Il secondo tradimento è stato perpetrato dai politici. Si sa, la politica è l'arte del compromesso; ma altro è il compromesso, altra la menzogna eretta a sistema. Qui non c'è tanto da scandalizzarsi di quegli analfabeti prezzolati, dipendenti del partito azienda, che hanno compitato gli slogan predisposti, senza sapere bene di cosa parlassero: bisogna capirli: tengono famiglia; e, più ancora, tengono padrone. Altro è il caso di chi, come Francesco Rutelli, annuncia a chiare lettere che voterà la legge se e soltanto se saranno previste le adeguate risorse; a fine dibattito è a tutti chiaro che tali risorse, prima dimezzate, vengono alla fine espunte. E tuttavia il Nostro, fulminato dalle due paginette che la Ministro legge stentatamente in Senato, con qualche incertezza e qualche accento bizzarro, avendo colto l'aggettivo “bipartisan”, muta l'accento ed il pensier. Gelmini insomma mostrò ciò che potea la lingua nostra. Assai simile il caso dei così detti “finiani”, che prendono il problema sul serio, al punto da salire sui tetti della protesta, nelle persone di Granata e Della Vedova, e assicurare che il loro voto è condizionato alla prova del finanziamento. Ma quando appare chiaro che il finanziamento non c'è proprio, neanche nelle briciole annunciate, sono presi da un improvviso vuoto di memoria, e votano la legge: per coerenza.

Dell'atteggiamento del PD è difficile dar conto; da un lato si dovrebbe, come si fa per i grandi autori - c'è un primo Wittgenstein e un secondo Wittgenstein, si sa -, parlare di un primo PD e di un secondo PD; dall'altro, il caso è qui ancora più complesso, si dovrebbe parlare di ogni singolo membro, perché a riunire sotto una stessa denominazione idee le più diverse si ottiene forse un insieme, in senso cantoriano, ma difficilmente un partito.

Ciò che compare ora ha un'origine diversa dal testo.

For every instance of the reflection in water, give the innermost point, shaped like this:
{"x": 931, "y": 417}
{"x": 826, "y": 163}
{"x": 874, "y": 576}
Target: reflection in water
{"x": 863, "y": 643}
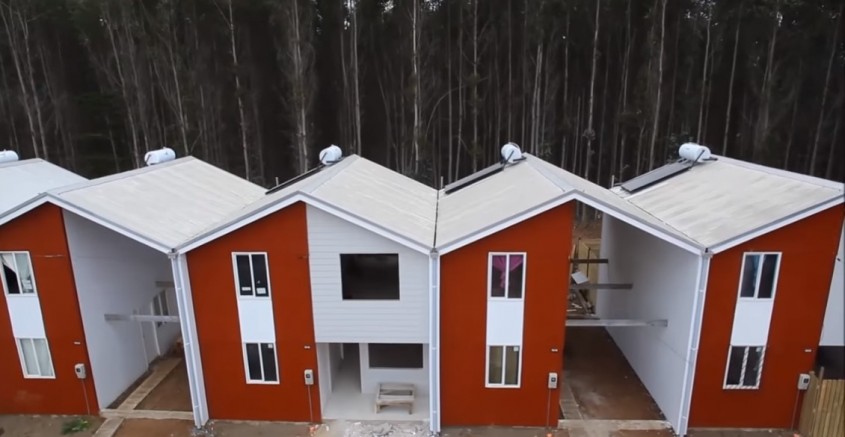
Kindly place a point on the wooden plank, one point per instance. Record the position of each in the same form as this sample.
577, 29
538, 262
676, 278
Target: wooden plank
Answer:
601, 286
589, 261
615, 322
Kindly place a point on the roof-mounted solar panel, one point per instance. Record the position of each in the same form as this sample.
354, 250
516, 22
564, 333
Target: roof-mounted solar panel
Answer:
473, 178
655, 176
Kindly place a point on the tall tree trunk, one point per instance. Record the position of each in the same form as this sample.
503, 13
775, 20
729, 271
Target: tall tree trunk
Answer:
833, 45
656, 115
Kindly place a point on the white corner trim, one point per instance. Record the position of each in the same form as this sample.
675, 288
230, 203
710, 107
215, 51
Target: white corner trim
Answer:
786, 221
193, 361
693, 343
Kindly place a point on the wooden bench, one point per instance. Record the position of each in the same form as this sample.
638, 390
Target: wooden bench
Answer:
392, 393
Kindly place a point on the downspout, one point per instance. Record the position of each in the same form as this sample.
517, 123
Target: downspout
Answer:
434, 341
694, 340
187, 324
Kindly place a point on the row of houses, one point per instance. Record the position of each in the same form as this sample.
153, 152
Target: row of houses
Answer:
352, 283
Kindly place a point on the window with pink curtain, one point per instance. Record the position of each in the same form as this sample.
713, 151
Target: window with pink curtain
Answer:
506, 275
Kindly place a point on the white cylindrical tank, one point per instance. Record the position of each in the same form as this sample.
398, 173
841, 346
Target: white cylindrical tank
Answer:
511, 153
164, 154
330, 155
8, 156
693, 152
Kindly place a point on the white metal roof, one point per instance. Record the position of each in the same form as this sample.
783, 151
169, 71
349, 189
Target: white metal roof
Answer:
165, 204
364, 191
21, 181
526, 188
719, 201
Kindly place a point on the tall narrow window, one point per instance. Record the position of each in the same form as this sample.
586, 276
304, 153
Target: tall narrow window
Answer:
759, 275
260, 360
251, 274
503, 364
17, 275
35, 358
745, 367
507, 278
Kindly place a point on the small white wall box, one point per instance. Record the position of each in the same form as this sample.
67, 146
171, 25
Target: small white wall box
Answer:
803, 381
80, 371
552, 379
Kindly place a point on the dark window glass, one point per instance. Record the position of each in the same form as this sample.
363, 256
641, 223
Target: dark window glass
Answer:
749, 275
735, 366
259, 273
512, 365
268, 357
498, 265
515, 276
494, 370
767, 276
244, 275
752, 366
253, 361
395, 356
370, 276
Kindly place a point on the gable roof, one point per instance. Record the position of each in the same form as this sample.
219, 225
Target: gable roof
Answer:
23, 180
161, 205
527, 188
357, 190
721, 203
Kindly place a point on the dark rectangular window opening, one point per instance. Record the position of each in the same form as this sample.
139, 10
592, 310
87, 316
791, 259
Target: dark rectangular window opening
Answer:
370, 276
395, 356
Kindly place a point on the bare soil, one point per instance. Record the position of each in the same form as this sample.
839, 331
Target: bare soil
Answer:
43, 426
604, 385
172, 394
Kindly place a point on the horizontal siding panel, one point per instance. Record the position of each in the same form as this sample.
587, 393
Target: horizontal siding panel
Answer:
335, 320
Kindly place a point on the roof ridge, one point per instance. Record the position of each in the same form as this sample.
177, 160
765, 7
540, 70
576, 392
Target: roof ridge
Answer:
122, 175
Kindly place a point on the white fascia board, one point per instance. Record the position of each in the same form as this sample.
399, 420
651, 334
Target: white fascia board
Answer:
619, 215
309, 200
693, 343
786, 221
503, 224
61, 203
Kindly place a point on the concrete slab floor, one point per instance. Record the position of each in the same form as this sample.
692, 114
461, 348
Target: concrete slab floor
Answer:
603, 383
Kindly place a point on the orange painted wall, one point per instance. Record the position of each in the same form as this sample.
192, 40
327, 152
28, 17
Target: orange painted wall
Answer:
42, 233
463, 301
283, 235
809, 248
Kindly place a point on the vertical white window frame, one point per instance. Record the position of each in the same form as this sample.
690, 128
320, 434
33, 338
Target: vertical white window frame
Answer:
507, 275
236, 275
759, 276
740, 386
502, 384
261, 363
22, 343
14, 255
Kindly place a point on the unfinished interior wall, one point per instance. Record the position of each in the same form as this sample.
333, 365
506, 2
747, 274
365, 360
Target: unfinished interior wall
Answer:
371, 377
113, 275
664, 278
359, 321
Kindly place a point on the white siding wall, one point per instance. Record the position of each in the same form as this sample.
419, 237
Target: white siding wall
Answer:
370, 378
833, 330
388, 321
664, 279
114, 275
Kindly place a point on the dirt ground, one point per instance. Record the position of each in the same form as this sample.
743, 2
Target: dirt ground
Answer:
42, 426
172, 394
602, 381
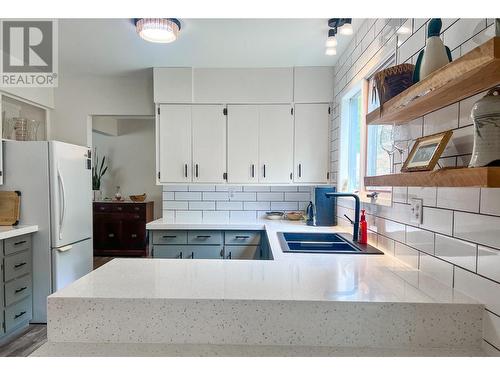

Il terzo tradimento è il più grave di tutti, è quello che fa sanguinare il cuore, quello, direbbe Kierkegaard, che è una “scheggia nelle carni”. Il terzo tradimento è autoctono, ermafrodito, onanista, autoreferenziale, autarchico, autonomo, autosufficiente: è l'autotradimento. Una congerie di persone che si arrogano l'orgoglio di lavoratori della conoscenza, che si porgono come i depositari del sapere e della cultura, che si sentono e si dicono paladini e custodi della ricerca scientifica, del vero sapere, e dunque dei valori i più nobili dell'umanità, questa congerie e non altra tu la vedi correre dietro una bandiera, come gli ignavi del terzo canto: non sono contenti, ma non si oppongono; non condividono, ma si industriano a scrivere statuti e regolamenti; parlano di merito, e hanno le carriere e persino l'anzianità bloccata; e corrono, corrono, nudi, punti dalle vespe, dietro un'insegna vuota. Vivono sanza infamia e sanza lodo; ma vivono?

Che dire? Meglio affidarsi al Poeta: la loro cieca vita è tanto bassa che dovrebbero invidiar ogn'altra sorte. Ma purtroppo non ne possiamo mutuare le conclusioni: non possiamo dire ai nostri allievi, ai nostri collaboratori più giovani, ai nostri studenti: “non ti curar di lor, ma guarda e passa”; per andare dove, colleghi? All'inferno ci siamo già.